Retrospect Ensemble - J.S. Bach Easter and Ascension Oratorios - BBC Radio 3 'Building A Library'
Andrew: That’s the sound of the Retrospect Ensemble directed by Matthew Halls, their 2011 recording for Linn Records, much more obviously modern Bach than Harnoncourt I suppose. Immediately you feel that tempo just a shade faster and you and it’s the way you’d expect it these days isn’t it? But what are the key difference for you Hannah?

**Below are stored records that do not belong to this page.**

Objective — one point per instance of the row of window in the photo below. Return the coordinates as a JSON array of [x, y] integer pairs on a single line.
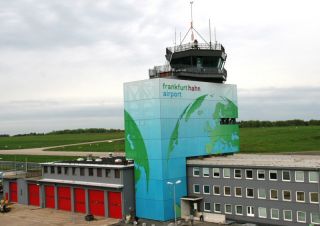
[[74, 171], [274, 214], [262, 193], [261, 174]]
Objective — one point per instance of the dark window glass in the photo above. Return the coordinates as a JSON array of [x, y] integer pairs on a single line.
[[66, 170], [90, 171], [81, 171], [107, 172], [99, 172], [117, 173]]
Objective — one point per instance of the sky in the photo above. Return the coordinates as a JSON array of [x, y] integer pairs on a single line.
[[63, 63]]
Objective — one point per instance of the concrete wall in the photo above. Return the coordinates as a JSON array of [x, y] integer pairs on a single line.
[[255, 202]]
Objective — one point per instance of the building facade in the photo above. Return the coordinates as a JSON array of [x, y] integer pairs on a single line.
[[262, 189], [102, 187]]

Hannah: Well exactly, the tempo is the thing and it’s really this soul-lifting moment, full of promise of what’s to come. They achieve a real internal swing I feel and it’s propelled by the momentum in the bass and that actually infuses that whole recording. It’s not just at great speed as we’ll hear in a while.
Andrew: The Evangelist – he’s got to be a storyteller, absolutely hasn’t he fundamentally and James Gilchrist is the right kind of tenor isn’t he?
Hannah: He is.
Andrew: Is there a happy medium or a best of all worlds as far as you’re concerned?
Hannah: Well there’s one more we’re going to hear just now that combines so many of the attributes that we’ve talked about so far. It’s Iestyn Davies with the Retrospect Ensemble.
I love the quiet, I love the direction of the chromaticism in the violins and Iestyn’s dissonances are to die for. But actually for me it’s the way the instrumentalists achieve the hardest thing with this aria and that’s the momentum. Just like their playing at the start it comes from that direction in the bass which gives him all the time in the world.
Let’s hear Carolyn Sampson with the Retrospect Ensemble.
Just beautiful wind playing.
There are some seriously good recordings out there.
Between John Eliot Gardiner and the Retrospect Ensemble, it could just go either way on different days. In many respects the Retrospect Ensemble is more perfect. Iestyn’s aria is the pick of the crop and both arias are more polished, but today John Eliot Gardiner wins by a whisker.